I am, me. I am a warrior. I am a survivor. I am a magician. I am a leader. I am…..I am….a mother and that makes me a superhero! I am the face of “I don’t feel that well but it’s nothing a little cup of theraflu can’t fix. I have things to do.” I am the home remedy specialist when it comes to taking care of myself. Besides if you know anything about me, you know I am the single mother of 5 kids and I have worked hard to be in the position I am in.
What if we teach our daughters and granddaughters that self sacrifice isn’t a requirement. What if we told that single mama that it’s ok for her to take an hour and go to Barnes and noble and get lost in a book. That, that one hour you are spending on yourself isn’t selfish it is needed. What if, we teach our warriors to truly listen to their body, before their body sits them down. These past 3 days not being able to really move and being in extreme pain, helped me to realize that everyone/everything needs time to rejuvenate. These past 3 days have taught me that I am not invincible and even Q the warrior has to rest. These past 3 days not being able to do the things I’m used to doing has taught me not to forget myself, while taking care of others.
It happened to me. I started running fever! Fever??? Did she say fever!!??? Yep I thought it….did I have covid? I mean I do have a few days left before my second vaccine. Could it have caught up to me? You know what I’m certain it’s a common virus instead. Let me go ahead and whip out this theraflu, get under these blankets and I’ll feel better in the morning! Until I didn’t, I didn’t feel better in the morning I felt worse. The following day I felt so bad it hurt to move. I went to the dr. the first thing tested me for was Covid which came back negative but I was hurting so bad they wanted to do an X-ray. When the dr came back to my room she said “Ms. Rowe how many days were you hurting before the fever kicked in?” I looked at her, to be honest I wasn’t sure. I remember my stomach feeling a bit uncomfortable but I have such a high tolerance for pain, and I’m constantly on the go that I didn’t think much of it. I looked at her for a moment longer hoping she’d just give up on the question give me what I needed to fix me and send me on my way but she didn’t. “Ms. Rowe, how long?” Well looks like she isn’t going to let me out of this question “Ma’am I honestly don’t know.” She paused before she spoke which let me know she was thinking carefully about her choice of words. “Ms. Rowe I don’t know if you fully understand what’s going on. You have diverticulitis, and right now you have an infection in your stomach that we may not be able to treat without hospitalizing you. This can get real serious if infection spreads though out your body. Extremely serious.” I looked at her and tears filled my eyes, partly because of the pain and partly because me the warrior was scared. She wanted to try a round of antibiotics 3 times a day for next 10 days but if my fever didn’t break and didn’t stay broke for 24 hours within the next 48 hours I was getting hospitalized. Today is my first day moving around and getting back to a somewhat normal. My fever has stayed broke for 48 hours and I’m taking my medicine like clock work.
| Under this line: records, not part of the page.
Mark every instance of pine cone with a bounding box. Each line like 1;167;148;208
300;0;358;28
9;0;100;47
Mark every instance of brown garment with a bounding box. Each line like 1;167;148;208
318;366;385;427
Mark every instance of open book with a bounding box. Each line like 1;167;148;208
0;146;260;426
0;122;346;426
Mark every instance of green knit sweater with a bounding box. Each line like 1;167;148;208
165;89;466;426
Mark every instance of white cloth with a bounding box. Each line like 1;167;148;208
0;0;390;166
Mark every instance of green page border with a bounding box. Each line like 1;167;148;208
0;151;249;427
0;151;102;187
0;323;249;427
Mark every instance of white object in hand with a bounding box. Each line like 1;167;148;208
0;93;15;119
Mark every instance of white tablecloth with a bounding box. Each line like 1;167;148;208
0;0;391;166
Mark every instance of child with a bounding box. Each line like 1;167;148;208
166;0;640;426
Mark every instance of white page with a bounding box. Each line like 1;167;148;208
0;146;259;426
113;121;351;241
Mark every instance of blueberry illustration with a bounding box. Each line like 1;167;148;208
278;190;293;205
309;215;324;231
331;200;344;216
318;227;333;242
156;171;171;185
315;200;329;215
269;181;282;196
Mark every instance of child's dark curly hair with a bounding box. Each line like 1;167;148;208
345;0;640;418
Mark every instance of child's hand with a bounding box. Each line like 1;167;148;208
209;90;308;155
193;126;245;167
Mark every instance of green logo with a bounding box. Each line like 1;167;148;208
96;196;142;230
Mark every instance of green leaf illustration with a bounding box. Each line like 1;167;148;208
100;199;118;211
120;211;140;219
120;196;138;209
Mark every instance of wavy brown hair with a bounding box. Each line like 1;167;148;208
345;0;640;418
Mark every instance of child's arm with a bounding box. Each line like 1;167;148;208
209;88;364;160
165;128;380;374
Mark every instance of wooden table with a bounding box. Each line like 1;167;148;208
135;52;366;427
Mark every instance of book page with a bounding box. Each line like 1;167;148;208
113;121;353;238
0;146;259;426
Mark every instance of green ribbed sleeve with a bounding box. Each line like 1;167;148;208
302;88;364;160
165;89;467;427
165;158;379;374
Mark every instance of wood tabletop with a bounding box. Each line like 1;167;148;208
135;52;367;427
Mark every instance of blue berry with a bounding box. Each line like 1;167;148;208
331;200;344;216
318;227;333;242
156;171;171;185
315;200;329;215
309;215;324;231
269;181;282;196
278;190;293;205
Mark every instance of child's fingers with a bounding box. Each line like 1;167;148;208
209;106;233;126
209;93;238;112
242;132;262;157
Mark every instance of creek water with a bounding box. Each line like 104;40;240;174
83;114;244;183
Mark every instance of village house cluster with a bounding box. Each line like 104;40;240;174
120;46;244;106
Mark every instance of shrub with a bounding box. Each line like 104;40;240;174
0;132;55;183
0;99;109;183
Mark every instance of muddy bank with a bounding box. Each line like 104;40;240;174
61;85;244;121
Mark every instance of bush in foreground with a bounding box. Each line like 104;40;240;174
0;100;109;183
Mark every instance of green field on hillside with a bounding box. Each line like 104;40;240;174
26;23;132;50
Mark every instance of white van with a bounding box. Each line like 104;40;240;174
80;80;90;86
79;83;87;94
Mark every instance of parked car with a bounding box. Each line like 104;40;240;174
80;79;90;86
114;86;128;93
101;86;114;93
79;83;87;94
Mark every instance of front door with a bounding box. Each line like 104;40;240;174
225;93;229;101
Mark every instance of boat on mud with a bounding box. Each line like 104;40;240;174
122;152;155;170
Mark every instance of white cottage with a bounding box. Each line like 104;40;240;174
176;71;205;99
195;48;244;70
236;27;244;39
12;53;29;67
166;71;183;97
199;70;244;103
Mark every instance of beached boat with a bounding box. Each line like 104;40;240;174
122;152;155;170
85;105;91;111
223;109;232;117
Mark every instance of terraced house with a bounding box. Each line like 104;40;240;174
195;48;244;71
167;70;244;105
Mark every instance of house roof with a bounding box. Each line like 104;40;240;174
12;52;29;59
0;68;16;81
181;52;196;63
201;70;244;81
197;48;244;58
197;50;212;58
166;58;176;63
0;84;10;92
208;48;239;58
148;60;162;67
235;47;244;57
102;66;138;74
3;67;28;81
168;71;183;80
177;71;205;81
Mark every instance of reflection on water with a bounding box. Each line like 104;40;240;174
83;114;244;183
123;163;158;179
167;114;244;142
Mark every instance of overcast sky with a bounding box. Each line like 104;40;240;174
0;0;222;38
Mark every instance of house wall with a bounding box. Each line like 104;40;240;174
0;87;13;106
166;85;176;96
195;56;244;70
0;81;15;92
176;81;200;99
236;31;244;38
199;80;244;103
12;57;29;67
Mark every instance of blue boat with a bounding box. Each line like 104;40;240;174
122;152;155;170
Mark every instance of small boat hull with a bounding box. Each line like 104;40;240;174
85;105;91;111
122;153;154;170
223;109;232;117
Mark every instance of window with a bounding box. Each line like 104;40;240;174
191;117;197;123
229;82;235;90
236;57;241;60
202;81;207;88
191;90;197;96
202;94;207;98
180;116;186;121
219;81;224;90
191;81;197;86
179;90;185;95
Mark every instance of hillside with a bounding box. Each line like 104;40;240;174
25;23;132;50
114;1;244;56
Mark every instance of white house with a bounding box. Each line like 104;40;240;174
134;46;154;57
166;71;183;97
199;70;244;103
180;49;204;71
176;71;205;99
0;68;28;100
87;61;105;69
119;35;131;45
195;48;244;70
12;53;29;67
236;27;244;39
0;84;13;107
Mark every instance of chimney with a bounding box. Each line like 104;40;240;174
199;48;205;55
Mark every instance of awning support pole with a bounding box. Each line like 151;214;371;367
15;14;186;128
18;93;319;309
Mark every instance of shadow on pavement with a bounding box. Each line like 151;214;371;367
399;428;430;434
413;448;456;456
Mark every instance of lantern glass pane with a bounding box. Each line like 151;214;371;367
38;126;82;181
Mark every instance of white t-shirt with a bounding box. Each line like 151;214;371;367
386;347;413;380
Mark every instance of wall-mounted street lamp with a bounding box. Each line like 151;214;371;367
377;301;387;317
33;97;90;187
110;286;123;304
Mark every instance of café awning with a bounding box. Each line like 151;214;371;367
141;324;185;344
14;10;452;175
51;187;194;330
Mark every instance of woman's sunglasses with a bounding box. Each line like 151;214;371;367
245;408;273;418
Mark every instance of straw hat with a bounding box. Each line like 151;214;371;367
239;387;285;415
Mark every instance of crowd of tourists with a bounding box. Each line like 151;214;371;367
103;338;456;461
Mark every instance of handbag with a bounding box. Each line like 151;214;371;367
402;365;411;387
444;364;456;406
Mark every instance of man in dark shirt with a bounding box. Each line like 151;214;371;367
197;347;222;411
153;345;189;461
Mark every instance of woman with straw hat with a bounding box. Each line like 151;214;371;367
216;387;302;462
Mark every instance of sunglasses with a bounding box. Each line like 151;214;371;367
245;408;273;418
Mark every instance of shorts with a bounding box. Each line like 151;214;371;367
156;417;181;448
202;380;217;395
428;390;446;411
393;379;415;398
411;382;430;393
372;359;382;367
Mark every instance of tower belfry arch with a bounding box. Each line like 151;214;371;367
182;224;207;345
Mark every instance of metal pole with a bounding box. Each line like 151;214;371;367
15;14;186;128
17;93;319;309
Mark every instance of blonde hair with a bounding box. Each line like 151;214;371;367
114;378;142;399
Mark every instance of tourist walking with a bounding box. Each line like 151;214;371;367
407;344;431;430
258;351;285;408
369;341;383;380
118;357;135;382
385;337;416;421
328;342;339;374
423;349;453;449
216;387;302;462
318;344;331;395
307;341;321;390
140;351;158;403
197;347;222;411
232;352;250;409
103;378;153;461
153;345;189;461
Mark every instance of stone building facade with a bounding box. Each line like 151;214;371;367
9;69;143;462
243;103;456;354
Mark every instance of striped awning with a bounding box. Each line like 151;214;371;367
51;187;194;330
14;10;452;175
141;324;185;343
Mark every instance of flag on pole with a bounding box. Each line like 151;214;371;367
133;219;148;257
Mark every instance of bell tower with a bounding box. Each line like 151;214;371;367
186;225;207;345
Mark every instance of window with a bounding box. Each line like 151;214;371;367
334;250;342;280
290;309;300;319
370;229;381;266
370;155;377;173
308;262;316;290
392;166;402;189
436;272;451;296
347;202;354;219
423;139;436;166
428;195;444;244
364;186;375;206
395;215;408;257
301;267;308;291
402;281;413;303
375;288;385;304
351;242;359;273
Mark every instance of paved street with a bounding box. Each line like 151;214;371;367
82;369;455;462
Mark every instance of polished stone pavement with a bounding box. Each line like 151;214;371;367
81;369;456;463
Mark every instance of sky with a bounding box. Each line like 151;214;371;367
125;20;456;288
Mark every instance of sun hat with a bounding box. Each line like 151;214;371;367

So yes Queen you are a warrior! You are a superhero! You embody strength. But Queen just don’t forget to take time out for you from time to time. Even warriors have to rejuvenate. Listen to your body so that your body doesn’t have to sit you down.
When you think of strength who comes to mind first Wonder Woman, or Lois??? Definitely Wonder Woman. She powerful, she embodies strength. If Wonder Woman ever needed a BFF I would be her lady! Sign me up! Yup that’s me! Powerful, full of strength!!! I think my mother named me the wrong name 😂. But what if strength wasn’t always about the ability to be powerful, or push through, or keep going. What if strength is sometimes the ability to recognize when your body is saying….. “hey there it’s me!! I need you to slow down and take care of me. I’ am running on empty and I need to be filled up.” We have to normalize that kind of strength for our women.